“How do they go?—Lisa, show me! I always forget,” said Anna Fyódorovna, at a standstill in laying out her cards at “patience.”
Lisa, without stopping her work, went to her mother and, glancing at the cards:
“Ah, you’ve muddled them all, mama dear!” she said, rearranging the cards; “that’s the way they should go. And what you are trying your fortune about will still come true,” she added, withdrawing one card so that it was not noticed.
“Ah yes, you always deceive me and say it has come out.”
“No really, it means … you’ll succeed. It has come out.”
“All right, all right, you sly puss! But is it not time we had tea?”
“I have already ordered the samovar to be lit. I’ll see to it at once. Do you want it brought here? … Be quick and finish your lesson, Pímotchka, and let’s have a run.”

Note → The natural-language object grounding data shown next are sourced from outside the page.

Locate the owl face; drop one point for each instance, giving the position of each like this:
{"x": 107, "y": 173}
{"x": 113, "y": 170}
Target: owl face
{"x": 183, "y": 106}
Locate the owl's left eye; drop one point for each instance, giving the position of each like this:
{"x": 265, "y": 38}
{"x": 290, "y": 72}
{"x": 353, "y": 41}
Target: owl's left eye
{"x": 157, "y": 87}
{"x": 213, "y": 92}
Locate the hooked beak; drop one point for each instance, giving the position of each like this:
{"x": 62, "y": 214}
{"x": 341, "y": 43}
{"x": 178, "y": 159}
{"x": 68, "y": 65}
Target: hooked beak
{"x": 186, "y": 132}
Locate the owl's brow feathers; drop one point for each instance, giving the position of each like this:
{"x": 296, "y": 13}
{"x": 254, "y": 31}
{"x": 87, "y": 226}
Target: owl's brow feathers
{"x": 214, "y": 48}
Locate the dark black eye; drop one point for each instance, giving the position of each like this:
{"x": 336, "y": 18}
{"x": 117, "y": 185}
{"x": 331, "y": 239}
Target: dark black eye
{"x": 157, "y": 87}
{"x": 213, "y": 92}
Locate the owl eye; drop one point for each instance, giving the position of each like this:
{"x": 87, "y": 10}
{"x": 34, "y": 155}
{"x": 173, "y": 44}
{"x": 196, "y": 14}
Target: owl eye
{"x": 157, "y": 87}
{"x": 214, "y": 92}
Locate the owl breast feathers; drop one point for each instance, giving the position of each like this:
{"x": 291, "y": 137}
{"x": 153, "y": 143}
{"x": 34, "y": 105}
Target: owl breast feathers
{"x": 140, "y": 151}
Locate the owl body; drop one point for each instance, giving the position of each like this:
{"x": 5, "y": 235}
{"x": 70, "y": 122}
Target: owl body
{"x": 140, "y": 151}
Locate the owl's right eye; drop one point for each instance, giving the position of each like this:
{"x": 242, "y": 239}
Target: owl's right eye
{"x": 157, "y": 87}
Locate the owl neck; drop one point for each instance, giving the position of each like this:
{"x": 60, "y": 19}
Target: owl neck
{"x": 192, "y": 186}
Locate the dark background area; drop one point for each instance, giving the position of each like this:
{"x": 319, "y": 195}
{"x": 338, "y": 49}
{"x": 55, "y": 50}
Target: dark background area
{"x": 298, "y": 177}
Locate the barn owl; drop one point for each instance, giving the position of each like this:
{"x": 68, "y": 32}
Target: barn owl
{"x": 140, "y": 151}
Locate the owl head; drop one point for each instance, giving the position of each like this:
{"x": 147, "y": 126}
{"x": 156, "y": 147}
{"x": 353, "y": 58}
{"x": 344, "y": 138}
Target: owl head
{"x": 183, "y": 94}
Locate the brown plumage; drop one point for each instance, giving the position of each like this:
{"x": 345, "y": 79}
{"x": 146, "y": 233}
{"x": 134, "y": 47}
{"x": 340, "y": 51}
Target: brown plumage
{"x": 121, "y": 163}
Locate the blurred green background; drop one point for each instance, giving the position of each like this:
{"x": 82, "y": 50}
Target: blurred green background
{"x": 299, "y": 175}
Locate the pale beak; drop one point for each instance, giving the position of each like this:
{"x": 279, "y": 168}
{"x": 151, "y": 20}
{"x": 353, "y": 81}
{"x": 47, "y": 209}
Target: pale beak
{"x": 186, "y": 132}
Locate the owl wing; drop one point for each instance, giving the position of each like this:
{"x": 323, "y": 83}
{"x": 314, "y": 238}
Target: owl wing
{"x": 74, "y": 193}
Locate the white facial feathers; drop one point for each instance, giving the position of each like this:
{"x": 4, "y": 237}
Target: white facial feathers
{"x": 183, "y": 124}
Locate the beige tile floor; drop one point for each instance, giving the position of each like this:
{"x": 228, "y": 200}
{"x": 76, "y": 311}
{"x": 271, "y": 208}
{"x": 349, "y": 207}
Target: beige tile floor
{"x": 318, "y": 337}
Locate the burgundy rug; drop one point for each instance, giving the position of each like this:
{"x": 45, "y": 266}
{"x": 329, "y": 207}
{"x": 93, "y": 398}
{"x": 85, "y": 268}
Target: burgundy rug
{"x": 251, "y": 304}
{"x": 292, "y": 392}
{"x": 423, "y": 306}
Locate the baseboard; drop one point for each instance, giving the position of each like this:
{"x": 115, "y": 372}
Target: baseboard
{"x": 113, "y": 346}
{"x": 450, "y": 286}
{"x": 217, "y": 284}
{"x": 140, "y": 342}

And Lisa went to the door.
“Lisa, Lizzie!” said her uncle, looking intently at his fork, “I think I’ve again dropped a stitch—pick it up, ducky.”
“Directly, directly! I’ll only give a loaf of sugar to be broken up.”
And really, three minutes later, she ran back, went to her uncle and pinched his ear.
“That’s for dropping your stitches!” she said, laughing, “and you have not done your task!”
“Now then, never mind, never mind. Put it right—there’s a little knot of some kind.”